A Kyrgyz lawyer who has helped thousands of stateless people gain citizenship has won this year's Nansen Refugee Award, the UN Refugee Agency (UNHCR) announced on October 2.
Azizbek Ashurov was named the winner of the $150,000 UN prize after Kyrgyzstan in July became the world's first country to end statelessness.
During the Soviet era, there were no internal borders, and people moved across Central Asia with only internally issued documents.
But after the dissolution of the Soviet Union in 1991, "many people became stranded across newly established borders, often with now-invalid Soviet passports or no means to prove where they were born," the UNHCR said in a statement.
This led to hundreds of thousands of people throughout the region, including in Kyrgyzstan, becoming stateless.
Statelessness affects millions throughout the world. It leads to political and economic marginalization, leaving people particularly vulnerable to exploitation and abuse, according to UNHCR.
Ashurov and his organization Ferghana Valley Lawyers Without Borders (FVLWB) have been offering free legal assistance to displaced, stateless, and undocumented people.
FVLWB has helped more than 10,000 people gain Kyrgyz nationality after they became stateless following the demise of the Soviet Union, the UN agency said.
FVLWB legal activists visited such groups in remote mountain areas and worked closely with Kyrgyz authorities.
"Our main method was to work with the government," Ashurov was quoted as saying by the UNHCR. "We managed to get their attention and make them our friends."
"I cannot stand still when I see an injustice," Ashurov said in the statement. "Statelessness is injustice."

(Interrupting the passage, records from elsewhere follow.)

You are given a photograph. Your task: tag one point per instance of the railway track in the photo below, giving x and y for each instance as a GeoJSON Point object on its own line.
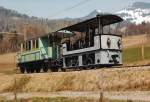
{"type": "Point", "coordinates": [114, 68]}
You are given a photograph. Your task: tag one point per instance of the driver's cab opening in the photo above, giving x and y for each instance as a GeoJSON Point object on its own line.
{"type": "Point", "coordinates": [85, 38]}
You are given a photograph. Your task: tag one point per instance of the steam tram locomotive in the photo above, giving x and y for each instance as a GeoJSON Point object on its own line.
{"type": "Point", "coordinates": [82, 45]}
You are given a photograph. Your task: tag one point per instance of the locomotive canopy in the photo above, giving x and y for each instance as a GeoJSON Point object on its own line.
{"type": "Point", "coordinates": [87, 44]}
{"type": "Point", "coordinates": [99, 20]}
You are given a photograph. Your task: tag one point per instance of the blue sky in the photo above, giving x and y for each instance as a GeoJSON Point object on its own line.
{"type": "Point", "coordinates": [53, 8]}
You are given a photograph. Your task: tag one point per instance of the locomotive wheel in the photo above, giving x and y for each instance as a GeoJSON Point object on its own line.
{"type": "Point", "coordinates": [45, 69]}
{"type": "Point", "coordinates": [22, 70]}
{"type": "Point", "coordinates": [28, 70]}
{"type": "Point", "coordinates": [32, 70]}
{"type": "Point", "coordinates": [55, 69]}
{"type": "Point", "coordinates": [38, 70]}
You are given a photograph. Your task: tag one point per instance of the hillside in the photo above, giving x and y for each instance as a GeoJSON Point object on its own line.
{"type": "Point", "coordinates": [12, 21]}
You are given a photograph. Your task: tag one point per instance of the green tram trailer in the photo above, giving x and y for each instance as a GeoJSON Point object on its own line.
{"type": "Point", "coordinates": [40, 53]}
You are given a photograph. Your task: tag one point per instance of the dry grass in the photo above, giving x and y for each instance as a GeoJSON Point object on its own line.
{"type": "Point", "coordinates": [18, 84]}
{"type": "Point", "coordinates": [113, 80]}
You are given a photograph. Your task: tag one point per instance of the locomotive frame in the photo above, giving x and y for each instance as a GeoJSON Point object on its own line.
{"type": "Point", "coordinates": [93, 49]}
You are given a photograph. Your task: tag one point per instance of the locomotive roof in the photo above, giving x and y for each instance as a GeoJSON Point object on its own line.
{"type": "Point", "coordinates": [105, 19]}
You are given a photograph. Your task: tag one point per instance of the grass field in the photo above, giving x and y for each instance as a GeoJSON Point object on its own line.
{"type": "Point", "coordinates": [134, 54]}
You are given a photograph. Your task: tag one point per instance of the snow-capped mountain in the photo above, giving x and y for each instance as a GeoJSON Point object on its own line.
{"type": "Point", "coordinates": [137, 13]}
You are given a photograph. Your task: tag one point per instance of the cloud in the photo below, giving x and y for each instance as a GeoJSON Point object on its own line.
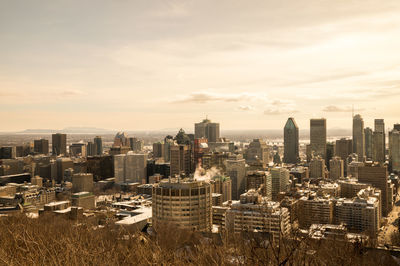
{"type": "Point", "coordinates": [280, 107]}
{"type": "Point", "coordinates": [245, 107]}
{"type": "Point", "coordinates": [338, 109]}
{"type": "Point", "coordinates": [71, 93]}
{"type": "Point", "coordinates": [206, 97]}
{"type": "Point", "coordinates": [279, 111]}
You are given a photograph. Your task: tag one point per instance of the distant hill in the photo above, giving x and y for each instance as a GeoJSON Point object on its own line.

"A stateless person is not recognized by any state," he said. "They are like ghosts. They exist physically, but they don't exist on paper."
Ashurov will receive his award at a ceremony in Geneva on October 7.
Ashurov was motivated by his own family's struggle to achieve Kyrgyz citizenship after arriving from Uzbekistan.
The Nansen award is named for Norwegian polar explorer Fridtjof Nansen, who served as the first high commissioner for refugees during the failed League of Nations in the interwar period.
Last year's winner was South Sudanese doctor Evan Atar Adaha, who runs an overcrowded hospital for refugees from Sudan's Blue Nile state.